Analysis of histograms for the R₂ and R₂* distributions, using Levene’s test for equality of variances. Pooled data for the AD and control cases are shown for R₂* and R₂ in the two primary subfields, CA1-CA3, and CA4-DG. The variance is significantly different between AD and control for each condition illustrated in a) d), with more scatter in the AD cases than in the controls. In each condition, the Levene test output shows the 95% Bonferroni confidence intervals for standard deviations, with the outlier scatter (individual data points as black asterisks) either side. The pattern is also evident at the level of individual cases, as shown with two age- and gender-matched pairs in e), where the complete histograms (with frequency on a logarithmic scale) are accompanied by the Levene’s test results showing the detail of the tails above and below the 95% confidence intervals.
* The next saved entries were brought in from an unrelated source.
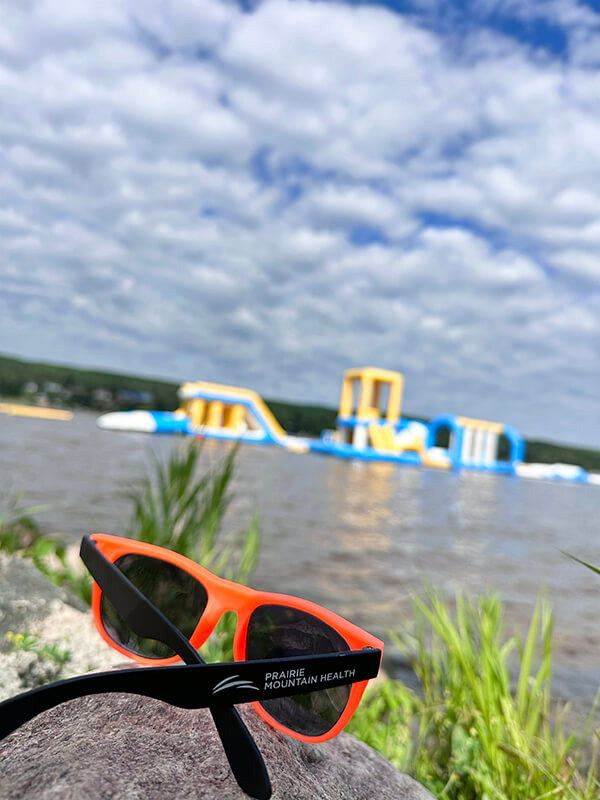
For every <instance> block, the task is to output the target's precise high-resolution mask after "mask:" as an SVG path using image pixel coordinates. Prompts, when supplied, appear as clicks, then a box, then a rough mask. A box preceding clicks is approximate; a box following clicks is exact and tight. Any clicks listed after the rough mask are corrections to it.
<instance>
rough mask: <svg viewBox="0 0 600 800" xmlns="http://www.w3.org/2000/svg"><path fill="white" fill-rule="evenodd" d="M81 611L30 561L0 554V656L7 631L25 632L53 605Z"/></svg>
mask: <svg viewBox="0 0 600 800" xmlns="http://www.w3.org/2000/svg"><path fill="white" fill-rule="evenodd" d="M57 601H58V602H60V603H64V604H65V605H69V606H71V607H74V608H79V609H80V610H83V604H82V603H81V601H80V600H79V599H78V598H74V597H73V596H72V595H71V594H69V592H67V591H66V590H65V589H63V588H62V587H60V586H56V585H55V584H54V583H52V581H51V580H49V579H48V578H47V577H46V576H45V575H43V574H42V573H41V572H40V571H39V570H38V569H36V567H35V566H34V565H33V564H31V563H30V562H29V561H26V560H25V559H23V558H18V557H17V556H13V557H10V556H7V555H5V554H3V553H2V554H0V653H1V652H8V650H10V645H9V644H8V643H7V641H6V634H7V633H8V631H17V632H20V631H25V630H29V629H30V628H31V626H32V625H33V624H34V623H35V622H38V621H39V620H41V619H43V618H44V617H45V616H47V615H48V614H49V613H50V609H51V606H52V605H53V604H55V603H56V602H57Z"/></svg>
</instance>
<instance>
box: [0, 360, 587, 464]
mask: <svg viewBox="0 0 600 800" xmlns="http://www.w3.org/2000/svg"><path fill="white" fill-rule="evenodd" d="M28 385H29V387H30V388H33V386H34V385H35V386H36V390H35V392H29V393H27V392H24V391H23V388H24V387H26V386H28ZM178 386H179V384H178V383H171V382H169V381H161V380H157V379H155V378H142V377H134V376H131V375H123V374H119V373H113V372H103V371H99V370H84V369H79V368H76V367H70V366H63V365H57V364H48V363H41V362H40V363H38V362H33V361H26V360H24V359H18V358H13V357H9V356H2V355H0V400H2V399H4V400H6V401H14V402H21V403H31V404H32V405H50V406H52V407H56V408H65V409H71V410H76V409H88V410H92V411H98V412H106V411H117V410H120V411H126V410H130V409H133V408H147V409H155V410H158V411H171V410H173V409H175V408H177V405H178V397H177V389H178ZM48 387H49V389H50V391H47V389H48ZM40 397H41V398H42V402H39V399H40ZM144 401H145V402H144ZM265 402H266V403H267V405H268V406H269V408H270V409H271V411H272V412H273V414H274V415H275V417H276V418H277V420H278V421H279V423H280V424H281V426H282V427H283V428H284V429H285V430H286V431H287V432H288V433H291V434H301V435H304V436H317V437H318V436H320V433H321V431H322V430H324V429H327V428H334V427H335V420H336V417H337V410H336V409H333V408H328V407H326V406H316V405H308V404H301V403H289V402H285V401H282V400H269V399H265ZM407 418H409V419H419V420H421V421H424V422H426V421H427V420H426V418H424V417H414V416H411V415H407ZM525 460H526V461H530V462H531V461H535V462H541V463H545V464H552V463H556V462H561V463H564V464H575V465H578V466H581V467H583V468H584V469H585V470H587V471H588V472H593V471H596V472H600V450H596V449H593V448H589V449H588V448H582V447H577V446H575V445H569V444H556V443H554V442H547V441H543V440H526V450H525Z"/></svg>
The variances are not equal in all instances, at significance level p < 0.001.

Figure 6

R₂* (s⁻¹) and R₂* maps (s⁻¹) of representative MRI datasets from an AD case and a control.

Figure 7

Qualitative comparison of the a) R₂* map, b) R₂ map, c) unstained 30 μm thick tissue section cut from the corresponding region within the block of unfixed control case C3, and d) the iron fluorescence intensity map of the same section as measured with μXRF (60 μm in-plane resolution, linear intensity scale with black to white indicating low to high fluorescence intensity). Sixteen sites used for quantitative analysis (where the central 9 pixels were selected at each site) are outlined on the paired images.

Figure 8

Plot of R₂ and R₂* versus iron fluorescence intensity, using data sampled from regions throughout the gray and white matter of the hippocampus cross section as illustrated in Figure 7. There is evidence of a positive correlation in both examples, although it is clear (and consistent with expectations) that not all R₂ and R₂* contrast in the MR microscopy maps can be directly attributed to iron concentration.